Las metáforas son como esas chapas que se llevaban tanto cuando yo era pequeña. Te cuelgas una y queda muy bien, pones otras dos y el conjunto es llamativo, único. La cuarta ya empieza a recargar y con la sexta hasta suena cuando vas andando. Y sigues y sigues, porque todas te gustan y no quieres renunciar a ninguna, así que llega un momento en que a ti no se te ve, solo hay chapas y encima pesan tanto que no puedes ni andar. Pero siempre había alguien en el instituto capaz de colgarse todas las chapas del mundo y aun así estar estupendo. Sería la forma de combinarlas, los huecos entre ellas o la sonrisa de quien la llevaba, vete a saber. Mi madre cabe en un dedal, de Victoria Pérez Escrivá es ese chico guapo al que las chapas le sientan bien, aunque lleve un millón.
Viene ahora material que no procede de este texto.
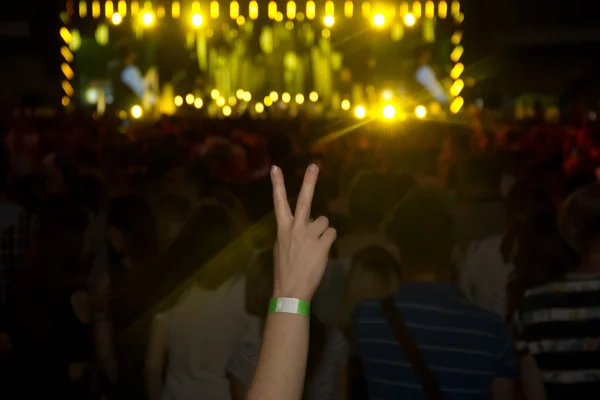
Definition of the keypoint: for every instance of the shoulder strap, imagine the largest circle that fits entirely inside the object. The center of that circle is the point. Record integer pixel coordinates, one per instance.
(411, 351)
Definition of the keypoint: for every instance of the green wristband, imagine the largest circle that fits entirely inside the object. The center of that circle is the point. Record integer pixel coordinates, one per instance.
(289, 305)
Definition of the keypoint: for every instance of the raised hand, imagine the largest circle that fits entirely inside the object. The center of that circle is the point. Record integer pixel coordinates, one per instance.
(302, 246)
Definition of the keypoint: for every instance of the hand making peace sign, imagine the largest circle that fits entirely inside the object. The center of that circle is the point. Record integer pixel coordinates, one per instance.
(302, 246)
La madre de Claudia es tan pequeña que cabe en un dedal. Pero además es una artista que crea cosas, personas y todo lo que le apetece crear. Crea un papá nuevo y cuando se da cuenta del problema que supone tener a los dos papás iguales en casa, lo borra y ya está. Claudia cuenta en cien páginas anécdotas aparentemente inconexas, aparentemente graciosas, sobre la vida con su madre. Pero cada anécdota, cada línea de cada anécdota, es una metáfora. Hay pocos autores que sepan (o quieran) inventar metáforas que el lector tiene que hacer suyas y yo me declaro rendida admiradora de quien lo consigue. Un día mamá llega a casa con un elefante y dice que se va a quedar, que no hay más remedio. El elefante ocupa mucho, come mucho, agota a mamá. El médico no sabe qué hacer así que papá y mamá cargan contra él, se enfadan, le gritan. Y allí sigue el elefante, sin preocuparse de nada ni de nadie, pero sin separarse de mamá. Claudia lo cuenta mucho mejor y con más gracia, por supuesto, yo solo he hecho un resumen, pero supongo que cada lector le pondrá una cara o una forma a ese elefante. Y a ese médico. Y a ese padre asustado que grita. Y hasta al cúmulo de títulos de doctor de los pies, de las manos, de las orejas… que despliega el médico para demostrar que no es culpa suya, que él es médico.
Me gusta mucho, además, cómo va preparando el final del libro, cómo antes de aparecer ese elefante ha aparecido otro, en otro lugar, en otro contexto, apuntando hacia un significado totalmente diferente. Y hay otro médico también. Y antes de ver el agujerito en la cabeza de Claudia con el que termina la historia (maravilloso final que no voy a contaros), hemos visto otro parecido en la cabeza de su madre, aunque lo que se ve al mirar en uno y otro es diferente. Todas las anécdotas que ha contado están trabajando para ese final, para que comprendamos lo que Claudia siente por mamá, lo que mamá supone para el mundo desde los ojos de la niña. Una mamá que tiene un cubo de basura lleno de tristezas, porque cuando ve una la echa allí, pero que luego las reparte, porque hay gente que las necesita: un poeta que quiere escribir triste, un señor que no conoce la tristeza y se siente el hombre más feliz cuando al fin consigue una…
Es un libro perfecto para niños pequeños, para medianos, para adolescentes, para adultos. Cada uno hará una lectura, releerá los capítulos que más le hayan impactado. Pero es un libro que recomiendo aún más para escritores y aprendices. Señores, no abusen de las metáforas salvo que vayan a abusar así.